The announcement of a new disciplinary action resulted in Miss Halford making angry late night telephone calls to Mr Sharples Mr Bundred, Harry Rimmer, the deputy chairman; and an assistant chief constable - who invoked yet more disciplinary procedures.

Her frustration may have been fuelled because she hit the 'glass ceiling' - the promotion dead end - even though she played by the rules of a force where hard drinking and hard living appeared to be a requirement of the job.

Miss Halford is known as a drinker but, according to Mr Hilliard and Lady Simey, the authority chairman from 1981 to 1986, it did not appear to affect the performance of her duties. Lady Simey told the tribunal two weeks ago: 'My recollection is that there was gossip that one of the reasons she wasn't interviewed (for posts advertised in 1988) was that she was said to drink too heavily.' But Lady Simey, who saw Miss Halford at numerous social occasions, added: 'It never once occurred to me that she drank, let alone drank heavily.'

There does, indeed, seem to be evidence of a drinking culture within the senior ranks of the Merseyside force, and evidence that Miss Halford was a part of it. One profile of her was at pains to point out that she drank her beer in pints to make other officers feel comfortable.

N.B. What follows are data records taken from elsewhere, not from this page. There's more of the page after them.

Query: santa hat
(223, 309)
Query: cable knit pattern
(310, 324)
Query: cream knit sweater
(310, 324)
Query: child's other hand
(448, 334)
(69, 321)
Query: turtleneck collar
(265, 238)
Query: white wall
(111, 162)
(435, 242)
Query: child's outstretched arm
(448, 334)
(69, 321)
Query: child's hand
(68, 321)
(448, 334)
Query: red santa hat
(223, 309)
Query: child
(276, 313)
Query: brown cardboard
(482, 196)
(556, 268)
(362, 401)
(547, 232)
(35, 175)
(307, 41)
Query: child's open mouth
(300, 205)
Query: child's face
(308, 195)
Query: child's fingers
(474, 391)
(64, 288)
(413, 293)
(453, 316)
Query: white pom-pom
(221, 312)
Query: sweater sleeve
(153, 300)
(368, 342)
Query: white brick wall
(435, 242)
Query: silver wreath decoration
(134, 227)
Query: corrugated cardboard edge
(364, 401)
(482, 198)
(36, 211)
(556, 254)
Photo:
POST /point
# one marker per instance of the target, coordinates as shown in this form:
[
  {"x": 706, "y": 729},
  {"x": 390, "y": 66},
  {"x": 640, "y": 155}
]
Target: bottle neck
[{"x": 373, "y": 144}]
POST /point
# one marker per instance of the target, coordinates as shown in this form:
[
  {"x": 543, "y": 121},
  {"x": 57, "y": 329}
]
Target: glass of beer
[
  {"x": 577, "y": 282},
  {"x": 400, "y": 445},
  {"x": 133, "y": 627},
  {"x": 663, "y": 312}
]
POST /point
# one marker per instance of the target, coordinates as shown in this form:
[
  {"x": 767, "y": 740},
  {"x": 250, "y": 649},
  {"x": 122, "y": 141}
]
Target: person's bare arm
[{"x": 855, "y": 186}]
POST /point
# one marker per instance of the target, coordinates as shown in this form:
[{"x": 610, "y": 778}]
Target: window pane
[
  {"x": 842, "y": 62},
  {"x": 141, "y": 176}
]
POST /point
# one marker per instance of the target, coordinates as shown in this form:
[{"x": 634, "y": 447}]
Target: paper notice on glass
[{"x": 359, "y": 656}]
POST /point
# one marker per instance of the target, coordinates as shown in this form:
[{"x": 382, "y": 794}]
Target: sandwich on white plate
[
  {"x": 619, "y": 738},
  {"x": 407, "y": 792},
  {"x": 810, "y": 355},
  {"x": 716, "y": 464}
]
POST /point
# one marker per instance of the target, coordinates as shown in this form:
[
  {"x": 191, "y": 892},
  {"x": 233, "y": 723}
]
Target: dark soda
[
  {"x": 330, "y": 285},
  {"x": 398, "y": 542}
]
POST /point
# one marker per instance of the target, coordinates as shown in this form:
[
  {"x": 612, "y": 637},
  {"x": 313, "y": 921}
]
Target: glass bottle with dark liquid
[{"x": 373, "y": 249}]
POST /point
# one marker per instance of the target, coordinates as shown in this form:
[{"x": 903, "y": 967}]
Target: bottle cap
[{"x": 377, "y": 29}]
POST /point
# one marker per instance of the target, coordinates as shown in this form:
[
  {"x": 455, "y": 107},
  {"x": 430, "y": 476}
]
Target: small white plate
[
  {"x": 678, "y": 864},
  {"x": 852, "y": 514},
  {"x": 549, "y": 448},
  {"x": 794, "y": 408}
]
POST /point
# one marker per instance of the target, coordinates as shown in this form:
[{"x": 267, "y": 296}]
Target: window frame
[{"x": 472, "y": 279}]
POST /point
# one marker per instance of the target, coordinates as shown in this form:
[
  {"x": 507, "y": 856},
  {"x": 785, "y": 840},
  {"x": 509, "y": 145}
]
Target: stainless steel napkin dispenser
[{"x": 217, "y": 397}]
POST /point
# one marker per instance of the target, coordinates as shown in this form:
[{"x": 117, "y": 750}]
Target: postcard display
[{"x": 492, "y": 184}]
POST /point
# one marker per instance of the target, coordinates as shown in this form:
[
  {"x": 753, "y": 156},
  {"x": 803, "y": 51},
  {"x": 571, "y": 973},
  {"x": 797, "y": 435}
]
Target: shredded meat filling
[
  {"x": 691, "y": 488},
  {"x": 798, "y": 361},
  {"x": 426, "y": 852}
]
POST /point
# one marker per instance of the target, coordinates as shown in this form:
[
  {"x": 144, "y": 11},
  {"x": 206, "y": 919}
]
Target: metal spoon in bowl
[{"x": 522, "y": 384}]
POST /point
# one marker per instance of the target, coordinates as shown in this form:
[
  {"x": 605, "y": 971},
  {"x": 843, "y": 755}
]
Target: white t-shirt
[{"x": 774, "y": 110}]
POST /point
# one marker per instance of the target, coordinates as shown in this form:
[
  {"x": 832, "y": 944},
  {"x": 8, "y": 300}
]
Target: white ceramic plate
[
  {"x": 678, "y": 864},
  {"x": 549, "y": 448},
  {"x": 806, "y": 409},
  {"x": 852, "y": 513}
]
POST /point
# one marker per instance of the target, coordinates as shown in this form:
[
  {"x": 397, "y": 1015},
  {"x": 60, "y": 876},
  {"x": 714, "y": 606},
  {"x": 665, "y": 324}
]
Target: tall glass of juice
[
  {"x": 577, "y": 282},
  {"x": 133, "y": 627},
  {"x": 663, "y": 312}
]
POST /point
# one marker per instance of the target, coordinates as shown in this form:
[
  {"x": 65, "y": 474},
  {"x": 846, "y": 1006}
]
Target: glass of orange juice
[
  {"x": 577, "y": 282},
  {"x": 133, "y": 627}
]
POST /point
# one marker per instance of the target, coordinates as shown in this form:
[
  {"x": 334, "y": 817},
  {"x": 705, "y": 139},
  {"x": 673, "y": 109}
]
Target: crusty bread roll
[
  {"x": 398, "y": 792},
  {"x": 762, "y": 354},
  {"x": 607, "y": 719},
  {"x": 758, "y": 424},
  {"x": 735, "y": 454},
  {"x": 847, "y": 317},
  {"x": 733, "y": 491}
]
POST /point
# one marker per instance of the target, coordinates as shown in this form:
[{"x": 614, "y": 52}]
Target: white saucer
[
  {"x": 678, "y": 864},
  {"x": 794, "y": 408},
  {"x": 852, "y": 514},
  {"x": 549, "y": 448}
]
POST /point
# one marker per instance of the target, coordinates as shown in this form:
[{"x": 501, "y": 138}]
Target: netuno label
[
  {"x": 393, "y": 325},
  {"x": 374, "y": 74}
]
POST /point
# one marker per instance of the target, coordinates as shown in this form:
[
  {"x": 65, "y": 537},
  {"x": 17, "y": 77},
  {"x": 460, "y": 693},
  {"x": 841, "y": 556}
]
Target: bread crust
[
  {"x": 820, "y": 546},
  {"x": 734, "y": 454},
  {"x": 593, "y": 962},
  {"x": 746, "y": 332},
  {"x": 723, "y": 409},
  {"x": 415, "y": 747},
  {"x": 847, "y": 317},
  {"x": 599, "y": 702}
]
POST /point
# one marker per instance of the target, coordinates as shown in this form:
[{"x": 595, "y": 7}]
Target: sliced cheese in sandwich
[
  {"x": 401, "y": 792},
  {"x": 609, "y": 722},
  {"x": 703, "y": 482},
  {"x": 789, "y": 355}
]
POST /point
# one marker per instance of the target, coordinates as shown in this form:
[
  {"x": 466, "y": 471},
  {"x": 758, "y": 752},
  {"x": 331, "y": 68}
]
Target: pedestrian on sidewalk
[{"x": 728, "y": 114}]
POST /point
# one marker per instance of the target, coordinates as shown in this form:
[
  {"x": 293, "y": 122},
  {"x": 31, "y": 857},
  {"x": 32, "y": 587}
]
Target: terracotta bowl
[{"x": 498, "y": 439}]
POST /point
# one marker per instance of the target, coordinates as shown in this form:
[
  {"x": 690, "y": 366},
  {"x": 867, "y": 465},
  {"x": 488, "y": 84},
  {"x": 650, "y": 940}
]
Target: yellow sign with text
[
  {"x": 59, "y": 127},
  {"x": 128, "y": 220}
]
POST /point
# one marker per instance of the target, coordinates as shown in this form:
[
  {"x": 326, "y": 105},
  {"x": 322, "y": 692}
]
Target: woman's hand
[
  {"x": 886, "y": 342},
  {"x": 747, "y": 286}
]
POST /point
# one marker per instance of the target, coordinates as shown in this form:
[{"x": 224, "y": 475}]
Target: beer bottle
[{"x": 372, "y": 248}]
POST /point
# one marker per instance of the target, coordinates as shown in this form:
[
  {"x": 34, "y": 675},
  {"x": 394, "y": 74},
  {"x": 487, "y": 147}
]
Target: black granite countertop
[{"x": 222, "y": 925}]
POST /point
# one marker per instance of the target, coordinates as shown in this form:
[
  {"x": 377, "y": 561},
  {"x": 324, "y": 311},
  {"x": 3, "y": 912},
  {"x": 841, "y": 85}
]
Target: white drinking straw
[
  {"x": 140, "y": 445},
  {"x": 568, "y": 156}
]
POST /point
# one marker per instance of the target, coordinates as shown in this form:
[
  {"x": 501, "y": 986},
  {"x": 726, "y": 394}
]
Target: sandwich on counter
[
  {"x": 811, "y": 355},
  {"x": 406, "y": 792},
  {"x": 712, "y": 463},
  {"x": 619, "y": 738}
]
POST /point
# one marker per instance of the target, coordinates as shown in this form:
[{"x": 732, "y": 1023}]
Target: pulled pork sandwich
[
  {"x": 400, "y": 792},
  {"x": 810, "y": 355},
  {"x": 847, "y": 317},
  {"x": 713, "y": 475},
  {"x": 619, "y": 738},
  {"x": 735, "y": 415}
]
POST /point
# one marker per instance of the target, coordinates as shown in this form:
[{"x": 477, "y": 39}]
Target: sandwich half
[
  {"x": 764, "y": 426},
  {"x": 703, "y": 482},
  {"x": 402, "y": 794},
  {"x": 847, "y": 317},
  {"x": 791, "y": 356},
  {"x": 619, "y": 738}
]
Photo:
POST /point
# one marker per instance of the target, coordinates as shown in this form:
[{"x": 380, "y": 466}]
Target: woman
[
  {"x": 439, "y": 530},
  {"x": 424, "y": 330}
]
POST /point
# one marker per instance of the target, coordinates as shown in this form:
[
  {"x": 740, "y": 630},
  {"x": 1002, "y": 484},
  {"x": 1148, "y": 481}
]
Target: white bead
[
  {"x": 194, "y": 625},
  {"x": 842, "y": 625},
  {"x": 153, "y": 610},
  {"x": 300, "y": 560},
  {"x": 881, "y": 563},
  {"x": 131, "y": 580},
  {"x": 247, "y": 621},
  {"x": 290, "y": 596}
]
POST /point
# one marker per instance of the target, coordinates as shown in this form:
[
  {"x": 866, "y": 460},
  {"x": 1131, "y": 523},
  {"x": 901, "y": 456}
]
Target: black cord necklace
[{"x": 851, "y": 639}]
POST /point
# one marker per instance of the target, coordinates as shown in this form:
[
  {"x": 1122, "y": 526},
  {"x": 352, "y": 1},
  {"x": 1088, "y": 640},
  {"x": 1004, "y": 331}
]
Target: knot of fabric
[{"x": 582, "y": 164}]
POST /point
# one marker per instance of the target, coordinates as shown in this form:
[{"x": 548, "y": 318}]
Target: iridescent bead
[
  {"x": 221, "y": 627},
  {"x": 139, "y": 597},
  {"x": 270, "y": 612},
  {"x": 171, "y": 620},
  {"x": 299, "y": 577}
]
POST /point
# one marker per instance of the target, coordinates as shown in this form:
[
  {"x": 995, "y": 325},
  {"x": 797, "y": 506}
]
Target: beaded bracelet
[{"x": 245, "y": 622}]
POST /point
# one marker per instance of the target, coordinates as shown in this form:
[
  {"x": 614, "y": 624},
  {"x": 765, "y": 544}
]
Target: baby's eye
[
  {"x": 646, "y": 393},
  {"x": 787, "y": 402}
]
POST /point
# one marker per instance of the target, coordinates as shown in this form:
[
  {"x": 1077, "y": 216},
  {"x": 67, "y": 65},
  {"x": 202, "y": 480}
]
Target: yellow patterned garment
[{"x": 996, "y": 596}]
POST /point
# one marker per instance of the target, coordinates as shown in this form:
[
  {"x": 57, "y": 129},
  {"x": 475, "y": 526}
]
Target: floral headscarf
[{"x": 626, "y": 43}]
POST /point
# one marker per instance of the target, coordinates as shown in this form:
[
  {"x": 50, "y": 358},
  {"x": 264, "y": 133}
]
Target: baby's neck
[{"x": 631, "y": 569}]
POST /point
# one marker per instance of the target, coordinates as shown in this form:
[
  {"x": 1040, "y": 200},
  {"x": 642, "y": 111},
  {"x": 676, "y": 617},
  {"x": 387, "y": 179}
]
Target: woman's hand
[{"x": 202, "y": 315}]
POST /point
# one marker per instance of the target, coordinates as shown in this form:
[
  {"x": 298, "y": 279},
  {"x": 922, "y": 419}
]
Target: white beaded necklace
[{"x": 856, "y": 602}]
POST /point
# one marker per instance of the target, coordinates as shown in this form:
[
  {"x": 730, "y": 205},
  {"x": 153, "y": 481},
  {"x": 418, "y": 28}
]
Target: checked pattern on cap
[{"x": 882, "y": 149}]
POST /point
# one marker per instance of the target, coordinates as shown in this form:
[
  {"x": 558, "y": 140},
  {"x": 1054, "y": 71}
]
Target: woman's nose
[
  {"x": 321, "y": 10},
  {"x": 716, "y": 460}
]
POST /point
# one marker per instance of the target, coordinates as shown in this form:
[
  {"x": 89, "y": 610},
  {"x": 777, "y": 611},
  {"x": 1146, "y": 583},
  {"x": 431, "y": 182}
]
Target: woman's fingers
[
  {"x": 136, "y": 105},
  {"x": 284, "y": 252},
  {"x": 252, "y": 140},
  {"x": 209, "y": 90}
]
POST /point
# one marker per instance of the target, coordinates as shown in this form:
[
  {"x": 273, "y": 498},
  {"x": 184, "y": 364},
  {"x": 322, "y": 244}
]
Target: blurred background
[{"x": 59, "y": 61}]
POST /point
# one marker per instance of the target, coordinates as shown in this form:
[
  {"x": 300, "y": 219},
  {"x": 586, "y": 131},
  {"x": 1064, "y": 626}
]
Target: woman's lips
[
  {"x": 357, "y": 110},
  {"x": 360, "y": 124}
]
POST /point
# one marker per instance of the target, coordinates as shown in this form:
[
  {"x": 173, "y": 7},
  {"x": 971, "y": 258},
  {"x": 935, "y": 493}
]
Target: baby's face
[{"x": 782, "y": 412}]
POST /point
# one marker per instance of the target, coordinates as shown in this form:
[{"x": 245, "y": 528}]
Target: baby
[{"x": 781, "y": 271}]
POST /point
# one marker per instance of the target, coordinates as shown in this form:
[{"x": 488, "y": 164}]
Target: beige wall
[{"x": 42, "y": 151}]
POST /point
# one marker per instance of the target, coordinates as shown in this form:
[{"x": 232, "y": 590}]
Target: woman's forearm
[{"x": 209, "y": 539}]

At the tribunal hearing, Miss Halford recalled once having to help Sir Kenneth Oxford, former chief constable of Merseyside, back to his office at 3am after a drinking session. In her diary, which, to her despair, was used at the hearing, she recorded an 'enormous VIP booze-up' and an occasion when she gave a bottle of Campari 'a belting'.

Mr Hilliard said: 'I know of no other force where drinking among such senior ranks seems to have been so prevalent. I have spoken to many officers in Merseyside and they say Alison Halford was a heavy drinker, but that she could take it. She could drink other officers off their chairs and then walk away, unaffected, apparently sober.

'More importantly, I understand she was a damned good officer. The consensus is that she could knock the spots off the other ACCs (assistant chief constables).'

There is evidence that she was far from perfect. Besides her drinking, she may have been difficult to work with. She admitted criticising Ernest Miller, a fellow ACC, at a function and calling him 'a prat', although she denied another claim that she once got drunk at an official dinner and called Sir Kenneth 'a bastard'.

And, at the hearing, she admitted hacking into Mr Sharples's word processor to find a reference he had given when she applied for a deputy chief constable's post in the Thames Valley force in 1989.

But the disciplinary matters and the allegations of sexual discrimination must be looked at separately. If, as Brian Hilliard has learned, she was a first-class officer, the fact that she was overlooked nine times is disturbing and embarrassing to all police forces.